The Nagas

Hill Peoples of Northeast India

Project Introduction The Naga Database

manuscript notes on the Zemi Nagas by Ursula Graham Bower

caption: Nsing-ngi genna: performed in November for very young children
caption: gennas
medium: notes
person: Graham Bower/ Ursula
date: 1939-1946
refnum: Betts papers, ring binder 1
person: Centre for South Asian Studies, Cambridge
text: Nsing-ngi (November)
text: The day before the genna begins every father of young children (the ceremony is not performed for children over three or four years old) goes into the jungle and fetches two new bamboo chungas and some of the leaves called hegoa-gum. There are several kinds and large ones are preferred. All the men leave the village together and must return together, and if anyone is delayed the others must wait for him. Both in going and returning the father of a boy must lead and another bring up the rear.
text: The leaves must be carefully chosen. Those growing singly are not taken, as this might cause only one child in a family. Leaves growing in bunches of several together are chosen, and those picked must be clean and fresh and free from bird-droppings or spiders' webs. Any which are torn in falling to the ground are discarded, and in any case only the right-hand side of the leaf is taken, the left side and the stalk being thrown away. Only one or two leaves are taken back for the ceremony, but the men may carry in a load of plantain leaves for cups, etc., if they like.
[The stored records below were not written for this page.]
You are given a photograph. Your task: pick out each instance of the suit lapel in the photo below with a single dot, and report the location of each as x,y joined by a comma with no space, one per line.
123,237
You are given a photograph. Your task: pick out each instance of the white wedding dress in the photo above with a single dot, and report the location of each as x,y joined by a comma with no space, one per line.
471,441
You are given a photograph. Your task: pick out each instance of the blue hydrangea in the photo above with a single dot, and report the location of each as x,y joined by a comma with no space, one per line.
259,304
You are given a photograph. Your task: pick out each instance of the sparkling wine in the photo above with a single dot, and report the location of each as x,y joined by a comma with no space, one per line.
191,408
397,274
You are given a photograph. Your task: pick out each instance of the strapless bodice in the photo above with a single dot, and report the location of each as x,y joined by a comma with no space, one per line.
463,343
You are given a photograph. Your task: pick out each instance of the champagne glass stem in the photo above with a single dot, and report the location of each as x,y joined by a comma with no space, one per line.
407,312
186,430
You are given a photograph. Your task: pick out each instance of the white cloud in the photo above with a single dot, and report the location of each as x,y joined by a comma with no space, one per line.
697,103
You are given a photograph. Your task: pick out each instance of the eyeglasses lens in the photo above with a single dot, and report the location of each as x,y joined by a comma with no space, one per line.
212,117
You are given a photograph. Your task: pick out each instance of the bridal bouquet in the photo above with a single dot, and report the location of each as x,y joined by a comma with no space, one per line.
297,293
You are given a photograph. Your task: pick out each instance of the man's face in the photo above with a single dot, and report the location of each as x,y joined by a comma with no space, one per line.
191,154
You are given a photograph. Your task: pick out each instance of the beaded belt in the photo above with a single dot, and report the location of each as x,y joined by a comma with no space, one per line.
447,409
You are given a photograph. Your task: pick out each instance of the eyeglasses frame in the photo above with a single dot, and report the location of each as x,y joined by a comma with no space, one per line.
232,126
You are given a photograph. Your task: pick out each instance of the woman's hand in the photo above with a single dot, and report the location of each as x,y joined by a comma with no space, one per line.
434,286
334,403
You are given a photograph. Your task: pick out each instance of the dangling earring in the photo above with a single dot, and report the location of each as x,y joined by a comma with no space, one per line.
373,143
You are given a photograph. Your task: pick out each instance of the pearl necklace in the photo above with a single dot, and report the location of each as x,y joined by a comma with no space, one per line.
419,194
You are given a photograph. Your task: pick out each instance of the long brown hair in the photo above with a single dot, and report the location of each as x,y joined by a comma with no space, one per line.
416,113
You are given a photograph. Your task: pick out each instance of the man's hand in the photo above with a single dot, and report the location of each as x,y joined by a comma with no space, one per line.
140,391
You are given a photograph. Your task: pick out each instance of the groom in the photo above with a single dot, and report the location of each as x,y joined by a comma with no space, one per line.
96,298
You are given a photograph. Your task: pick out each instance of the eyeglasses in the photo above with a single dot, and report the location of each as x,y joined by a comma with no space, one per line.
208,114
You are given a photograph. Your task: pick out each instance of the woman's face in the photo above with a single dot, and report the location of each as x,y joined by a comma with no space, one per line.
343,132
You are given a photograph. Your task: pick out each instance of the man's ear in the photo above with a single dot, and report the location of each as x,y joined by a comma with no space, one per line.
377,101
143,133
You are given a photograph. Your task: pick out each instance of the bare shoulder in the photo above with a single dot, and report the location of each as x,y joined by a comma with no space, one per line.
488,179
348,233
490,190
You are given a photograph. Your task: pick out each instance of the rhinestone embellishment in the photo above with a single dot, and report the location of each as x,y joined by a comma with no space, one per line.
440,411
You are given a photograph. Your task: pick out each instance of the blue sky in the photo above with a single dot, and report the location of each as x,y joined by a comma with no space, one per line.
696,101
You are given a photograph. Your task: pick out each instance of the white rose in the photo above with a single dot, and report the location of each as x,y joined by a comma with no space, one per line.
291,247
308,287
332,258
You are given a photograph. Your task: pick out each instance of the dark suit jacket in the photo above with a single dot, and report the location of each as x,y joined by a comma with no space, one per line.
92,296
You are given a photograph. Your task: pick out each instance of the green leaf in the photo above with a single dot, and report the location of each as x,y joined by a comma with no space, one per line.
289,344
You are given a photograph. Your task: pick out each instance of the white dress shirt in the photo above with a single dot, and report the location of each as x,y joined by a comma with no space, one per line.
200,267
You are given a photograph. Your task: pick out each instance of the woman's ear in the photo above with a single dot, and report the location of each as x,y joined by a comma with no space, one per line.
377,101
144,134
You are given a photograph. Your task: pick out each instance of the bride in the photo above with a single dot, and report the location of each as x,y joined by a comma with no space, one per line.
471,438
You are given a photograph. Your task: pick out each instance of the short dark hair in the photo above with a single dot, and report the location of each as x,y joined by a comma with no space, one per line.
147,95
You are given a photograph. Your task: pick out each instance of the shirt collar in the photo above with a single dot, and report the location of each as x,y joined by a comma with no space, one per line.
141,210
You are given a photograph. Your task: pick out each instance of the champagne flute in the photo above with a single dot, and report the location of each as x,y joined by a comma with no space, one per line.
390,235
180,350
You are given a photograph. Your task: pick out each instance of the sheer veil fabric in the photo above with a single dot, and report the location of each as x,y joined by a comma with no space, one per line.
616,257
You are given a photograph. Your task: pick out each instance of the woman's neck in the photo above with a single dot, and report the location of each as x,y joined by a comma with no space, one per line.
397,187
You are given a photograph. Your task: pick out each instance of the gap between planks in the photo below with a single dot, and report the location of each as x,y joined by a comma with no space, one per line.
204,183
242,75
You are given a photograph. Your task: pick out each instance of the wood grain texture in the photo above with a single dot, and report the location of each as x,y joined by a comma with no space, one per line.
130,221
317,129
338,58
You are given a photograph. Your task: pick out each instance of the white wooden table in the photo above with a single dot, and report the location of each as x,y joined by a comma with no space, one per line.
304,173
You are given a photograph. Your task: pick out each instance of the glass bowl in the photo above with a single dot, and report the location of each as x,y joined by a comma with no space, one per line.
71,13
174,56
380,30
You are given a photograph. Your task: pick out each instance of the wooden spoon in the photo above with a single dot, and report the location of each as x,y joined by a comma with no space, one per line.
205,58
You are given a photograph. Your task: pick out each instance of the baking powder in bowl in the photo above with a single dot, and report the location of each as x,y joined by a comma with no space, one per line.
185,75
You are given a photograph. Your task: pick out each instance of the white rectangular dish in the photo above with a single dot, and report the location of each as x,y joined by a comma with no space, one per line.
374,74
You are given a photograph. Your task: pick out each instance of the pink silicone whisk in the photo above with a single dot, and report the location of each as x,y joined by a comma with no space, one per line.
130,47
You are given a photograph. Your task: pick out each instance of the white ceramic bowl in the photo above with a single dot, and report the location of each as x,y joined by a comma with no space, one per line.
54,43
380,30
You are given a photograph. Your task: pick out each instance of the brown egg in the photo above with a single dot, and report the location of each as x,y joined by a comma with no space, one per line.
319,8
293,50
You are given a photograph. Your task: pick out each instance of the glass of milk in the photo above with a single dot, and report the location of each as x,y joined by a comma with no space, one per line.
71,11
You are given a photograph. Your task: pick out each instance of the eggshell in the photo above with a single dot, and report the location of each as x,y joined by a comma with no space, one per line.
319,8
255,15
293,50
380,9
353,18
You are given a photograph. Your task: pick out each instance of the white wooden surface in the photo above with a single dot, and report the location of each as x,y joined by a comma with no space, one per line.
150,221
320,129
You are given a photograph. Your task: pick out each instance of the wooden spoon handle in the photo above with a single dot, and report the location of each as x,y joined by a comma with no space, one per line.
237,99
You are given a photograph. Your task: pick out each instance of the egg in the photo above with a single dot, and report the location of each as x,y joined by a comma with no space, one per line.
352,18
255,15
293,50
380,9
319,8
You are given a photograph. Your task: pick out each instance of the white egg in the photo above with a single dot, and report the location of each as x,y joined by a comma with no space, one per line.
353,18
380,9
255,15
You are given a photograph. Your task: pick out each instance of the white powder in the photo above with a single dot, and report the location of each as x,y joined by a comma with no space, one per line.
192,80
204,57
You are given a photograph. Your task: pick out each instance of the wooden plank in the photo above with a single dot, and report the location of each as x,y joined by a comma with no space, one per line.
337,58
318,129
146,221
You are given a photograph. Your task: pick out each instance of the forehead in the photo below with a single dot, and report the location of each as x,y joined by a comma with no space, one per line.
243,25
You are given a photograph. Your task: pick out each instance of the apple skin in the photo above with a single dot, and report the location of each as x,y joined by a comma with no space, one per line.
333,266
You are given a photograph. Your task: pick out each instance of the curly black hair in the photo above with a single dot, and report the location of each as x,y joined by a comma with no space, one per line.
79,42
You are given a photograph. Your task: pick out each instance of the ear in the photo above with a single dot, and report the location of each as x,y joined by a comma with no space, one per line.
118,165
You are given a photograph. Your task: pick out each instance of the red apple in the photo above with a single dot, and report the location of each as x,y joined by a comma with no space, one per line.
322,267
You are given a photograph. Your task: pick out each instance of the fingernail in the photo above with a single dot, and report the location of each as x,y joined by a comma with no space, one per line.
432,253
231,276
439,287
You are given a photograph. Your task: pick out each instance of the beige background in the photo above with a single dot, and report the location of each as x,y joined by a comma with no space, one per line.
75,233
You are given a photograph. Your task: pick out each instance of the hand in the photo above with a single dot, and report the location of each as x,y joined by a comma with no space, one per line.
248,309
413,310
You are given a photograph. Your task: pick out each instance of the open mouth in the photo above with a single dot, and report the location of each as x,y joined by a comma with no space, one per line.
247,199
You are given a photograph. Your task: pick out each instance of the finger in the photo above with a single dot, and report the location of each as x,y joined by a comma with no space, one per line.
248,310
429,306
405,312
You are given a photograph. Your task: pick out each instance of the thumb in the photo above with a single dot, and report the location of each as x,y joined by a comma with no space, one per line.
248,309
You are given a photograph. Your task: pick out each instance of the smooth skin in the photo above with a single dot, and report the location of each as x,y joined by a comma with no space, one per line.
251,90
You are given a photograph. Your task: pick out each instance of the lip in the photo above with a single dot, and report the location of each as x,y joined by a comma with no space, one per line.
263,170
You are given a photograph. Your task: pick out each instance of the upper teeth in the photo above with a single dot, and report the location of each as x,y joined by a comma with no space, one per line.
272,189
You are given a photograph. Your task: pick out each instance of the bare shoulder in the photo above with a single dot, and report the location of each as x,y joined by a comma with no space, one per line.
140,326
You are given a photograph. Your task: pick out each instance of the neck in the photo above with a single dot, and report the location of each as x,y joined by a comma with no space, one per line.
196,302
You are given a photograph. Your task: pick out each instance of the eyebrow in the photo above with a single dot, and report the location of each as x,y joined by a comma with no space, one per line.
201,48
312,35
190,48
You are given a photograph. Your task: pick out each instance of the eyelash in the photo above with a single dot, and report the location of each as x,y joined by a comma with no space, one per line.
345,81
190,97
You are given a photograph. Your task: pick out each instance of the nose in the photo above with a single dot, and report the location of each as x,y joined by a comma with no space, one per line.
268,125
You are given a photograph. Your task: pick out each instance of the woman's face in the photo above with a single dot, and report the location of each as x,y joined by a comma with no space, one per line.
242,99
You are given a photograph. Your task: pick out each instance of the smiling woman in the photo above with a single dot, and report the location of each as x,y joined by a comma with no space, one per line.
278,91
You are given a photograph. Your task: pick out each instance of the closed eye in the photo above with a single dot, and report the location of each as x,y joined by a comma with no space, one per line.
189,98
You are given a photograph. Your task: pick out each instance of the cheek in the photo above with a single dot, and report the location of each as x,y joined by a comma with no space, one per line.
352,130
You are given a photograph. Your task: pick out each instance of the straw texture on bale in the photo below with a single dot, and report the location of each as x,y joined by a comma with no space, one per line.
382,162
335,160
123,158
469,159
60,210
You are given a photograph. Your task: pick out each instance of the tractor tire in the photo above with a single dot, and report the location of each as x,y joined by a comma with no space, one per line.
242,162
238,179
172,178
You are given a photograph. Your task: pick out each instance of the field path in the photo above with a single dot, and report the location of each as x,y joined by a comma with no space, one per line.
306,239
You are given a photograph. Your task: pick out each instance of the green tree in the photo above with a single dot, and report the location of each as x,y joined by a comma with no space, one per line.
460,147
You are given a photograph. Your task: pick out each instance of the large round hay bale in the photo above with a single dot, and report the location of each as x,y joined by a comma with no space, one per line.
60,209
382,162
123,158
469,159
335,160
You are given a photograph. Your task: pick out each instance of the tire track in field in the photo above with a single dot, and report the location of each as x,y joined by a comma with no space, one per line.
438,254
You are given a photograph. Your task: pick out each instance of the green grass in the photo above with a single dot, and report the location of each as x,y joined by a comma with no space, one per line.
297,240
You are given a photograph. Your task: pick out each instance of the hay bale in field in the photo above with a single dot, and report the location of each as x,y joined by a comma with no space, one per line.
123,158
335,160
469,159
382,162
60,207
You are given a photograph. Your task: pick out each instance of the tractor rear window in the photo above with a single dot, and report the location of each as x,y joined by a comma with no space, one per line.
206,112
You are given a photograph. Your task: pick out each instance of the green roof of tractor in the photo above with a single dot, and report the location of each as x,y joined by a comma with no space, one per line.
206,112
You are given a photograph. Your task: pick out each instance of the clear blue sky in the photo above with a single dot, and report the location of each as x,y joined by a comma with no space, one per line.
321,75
A man who is unable to go himself may ask another to fetch leaves for him, but a man fetching leaves for his own son may only bring others for another boy and on no account for a girl, and vice versa.
text: When the men return the leaves are put carefully aside till the morning. That evening the child's hair is cut by the father or any obliging male, and the clippings thrown away in the village street or anywhere else.